The red-hot market for initial public offerings and mergers and acquisitions slowed during the third quarter, perhaps damaged by Facebook’s debut in the public markets in May. According to a report from Dow Jones VentureSource, just 10 venture-backed companies raised $807 million via IPOs in the third quarter. That was the fewest number since the fourth quarter of 2011, though the amount of money raised was up from the same period last year and The Wall Street Journal notes that it is still the best year for IPOs since 2007.
But the big slowdown occurred on the M&A front as the number of deals dropped 32 percent from the same period a year ago, falling to 99 deals.
“While there have been some high-profile IPO disappointments among consumer-focused companies, enterprise-related offerings found success in recent months,” said Zoran Basich, editor of Dow Jones VentureWire. “Meanwhile, the slip in M&A activity shows that corporate acquirers are still proceeding cautiously amid a slow economic recovery.”

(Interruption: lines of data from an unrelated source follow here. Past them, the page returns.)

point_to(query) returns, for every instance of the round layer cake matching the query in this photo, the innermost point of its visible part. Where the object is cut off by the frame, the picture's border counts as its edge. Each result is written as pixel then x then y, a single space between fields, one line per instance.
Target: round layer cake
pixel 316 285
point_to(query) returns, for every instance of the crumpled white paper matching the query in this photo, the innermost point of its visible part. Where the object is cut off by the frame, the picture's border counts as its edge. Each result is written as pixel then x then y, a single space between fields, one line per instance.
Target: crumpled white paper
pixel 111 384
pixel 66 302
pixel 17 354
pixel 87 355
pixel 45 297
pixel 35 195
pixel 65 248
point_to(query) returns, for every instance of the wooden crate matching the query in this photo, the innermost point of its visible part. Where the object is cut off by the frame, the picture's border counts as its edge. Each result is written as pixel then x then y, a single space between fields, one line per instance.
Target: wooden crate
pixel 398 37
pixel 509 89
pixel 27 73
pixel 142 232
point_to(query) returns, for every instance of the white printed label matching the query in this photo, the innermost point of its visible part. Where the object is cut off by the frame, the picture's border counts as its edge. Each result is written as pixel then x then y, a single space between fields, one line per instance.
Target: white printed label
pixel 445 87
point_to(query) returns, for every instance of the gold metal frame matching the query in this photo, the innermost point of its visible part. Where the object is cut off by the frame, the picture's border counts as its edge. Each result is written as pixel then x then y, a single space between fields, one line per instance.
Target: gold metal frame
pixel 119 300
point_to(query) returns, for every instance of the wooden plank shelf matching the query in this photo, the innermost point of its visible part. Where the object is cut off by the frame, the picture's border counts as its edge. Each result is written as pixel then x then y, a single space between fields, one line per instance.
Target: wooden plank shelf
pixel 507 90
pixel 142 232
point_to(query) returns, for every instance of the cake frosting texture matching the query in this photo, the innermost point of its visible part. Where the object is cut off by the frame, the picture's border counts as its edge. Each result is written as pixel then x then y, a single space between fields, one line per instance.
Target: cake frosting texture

In Washington state, the slow down has been acute, with the last venture-backed IPO occurring in July 2011 (Zillow). Few deals of the size of PopCap’s sale to EA or DoubleDown Interactive’s sale to IGT have occurred in recent months. Microsoft, however, was active on the acquisition front during the quarter, gobbling up Yammer for $1.2 billion in July.
California also remains the hub of activity. California companies accounted for nearly half of venture-backed M&A deals (47) and 60 percent of IPOs.
The report also found that it took companies a median of $16 million in venture financing to reach an M&A event. That was six percent less than in the third quarter of 2011. It also took companies a median of 5.3 years to reach an exit, less time than the 5.72 median a year earlier.